6337511Bellissimo romanzo che intreccia i destini di due coppie molto diverse. ATTENZIONE SPOILER  Hortense sbarca a Londra nel 1948 per ricongiungersi con il marito Gilbert, conosciuto e sposato nella natia (per entrambi) Giamaica. Londra è un sogno di lunga data finalmente realizzato, ma la distanza tra l’ideale di un’Inghilterra raffinata e signorile e la Londra dura e razzista del dopoguerra è enorme. Anche Gilbert è rimasto segnato da un primo incontro con una terra madre che si è dimenticata delle sue ‘figlie’, le isole delle Indie Occidentali, come volontario della RAF durante la guerra, ma una volta tornato in patria la Giamaica sembra una small island, appunto, e sente l’esigenza di tornare in Inghilterra, un progetto che lo spinge ad unire la sua esistenza a quella di Hortense. Ma la small island è anche l’Inghilterra a cui torna Bernard, un uomo di mezza età che pensava di essersi sistemato e invece si arruola volontario nella RAF per evitare che la coscrizione obbligatoria lo destini alla fanteria (e al macello), viene destinato alla guerra coloniale e vive, in Birmania e in India, episodi che lo segnano profondamente. Per questo, una volta rientrato in Inghilterra, invece di tornare dalla moglie Queenie a Londra si ferma a Brighton, dove spia da lontano la famiglia di un commilitone morto per la stupidità di un terzo e per la sua volontà di fare la cosa giusta.

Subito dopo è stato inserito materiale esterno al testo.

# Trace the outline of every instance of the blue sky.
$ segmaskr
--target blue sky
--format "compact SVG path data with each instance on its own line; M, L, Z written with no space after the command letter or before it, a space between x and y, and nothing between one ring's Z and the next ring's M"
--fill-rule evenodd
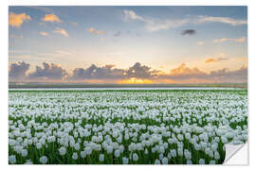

Non che Queenie senta molto la sua mancanza: il non ritorno del marito la ha obbligata ad affittare delle stanze e la guerra è stata dura per lei forse più che per altre persone, eppure ora è padrona della sua vita, in qualche modo, e non legata ad un marito scelto esclusivamente per evitare un destino da schiava nella macelleria dei genitori.
I capitoli sono dedicati a questi quattro personaggi, nel presente, il 1948, ma anche in un ‘prima’ variabile in cui viene svelato il passato e il percorso di ognuno di loro. Viaggiamo quindi dall’Inghilterra alla Giamaica all’India per tornare all’Inghilterra di nuovo. Il tema principale del romanzo è lo spaesamento dei giamaicani, cresciuti nel culto della madrepatria, nel ritrovarsi in un mondo che non li riconosce e li ghettizza, ma nel confronto con la società americana (in particolare in un episodio centrale che non svelo) l’autrice sembra voler dire che in fin dei conti l’Inghilterra ha donato alle sue colonie un senso di appartenenza e di orgoglio, una conoscenza e un sapere che finiranno con il fare la fortuna di tutti gli immigrati, pronti per lottare per il loro diritto a definirsi inglesi. Certo, una visione un po’ idealistica direi (come sicuramente esagerato il ritratto dei neri americani incapaci di concepire altro rispetto alla segregazione) ma sicuramente di ispirazione. 

Nel complesso il romanzo coniuga perfettamente un ritmo veloce ed una trama appassionante con tematiche profondamente importanti. Consigliatissimo.